Tikal National Park encompasses 575 square kilometres of jungle and thousands of ruined structures.
The central part of the ancient city alone contains 3,000 buildings and covers about 16 square kilometers.
Tikal is also part of the one-million-hectare Maya Biosphere Reserve created in 1990 to protect the dense forests of the Peten, which started to disappear at an alarming rate due to population pressures, illegal logging and slash-and-burn agricultural practices.
Archeologists estimate that the Maya settled in the area now known as Tikal in about 900 BC.
Tikal grew into an important ceremonial, cultural, and commercial centre over the centuries. Most of the city's huge temples were constructed during the eighth century AD when Tikal became the greatest city in the Maya world with a population of perhaps 100,000.
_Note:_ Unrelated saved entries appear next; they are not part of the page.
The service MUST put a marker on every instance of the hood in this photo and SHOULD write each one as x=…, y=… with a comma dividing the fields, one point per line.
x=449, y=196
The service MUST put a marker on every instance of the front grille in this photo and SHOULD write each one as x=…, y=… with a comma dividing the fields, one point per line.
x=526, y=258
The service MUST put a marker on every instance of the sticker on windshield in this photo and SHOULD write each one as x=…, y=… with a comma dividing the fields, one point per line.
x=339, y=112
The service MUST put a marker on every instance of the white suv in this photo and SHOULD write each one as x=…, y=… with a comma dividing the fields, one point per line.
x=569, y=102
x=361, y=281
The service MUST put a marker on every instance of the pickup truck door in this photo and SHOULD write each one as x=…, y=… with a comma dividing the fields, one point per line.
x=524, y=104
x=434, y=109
Like Maya complexes on Mexico's Yucatan Peninsula, Tikal fell into decline at the end of the ninth century and was virtually abandoned. The causes of the Maya empire's collapse remain a mystery, but wars, famine, overpopulation and resource depletion have all been blamed.
Tikal's great stone monuments languished for centuries and were gradually reclaimed by the jungle. Hernan Cortes, the conqueror of Mexico, and his motley band of conquistadors marched by Tikal in 1525, but they failed to see its temples concealed by 40-metre-tall silk, cotton, cedar and mahogany trees.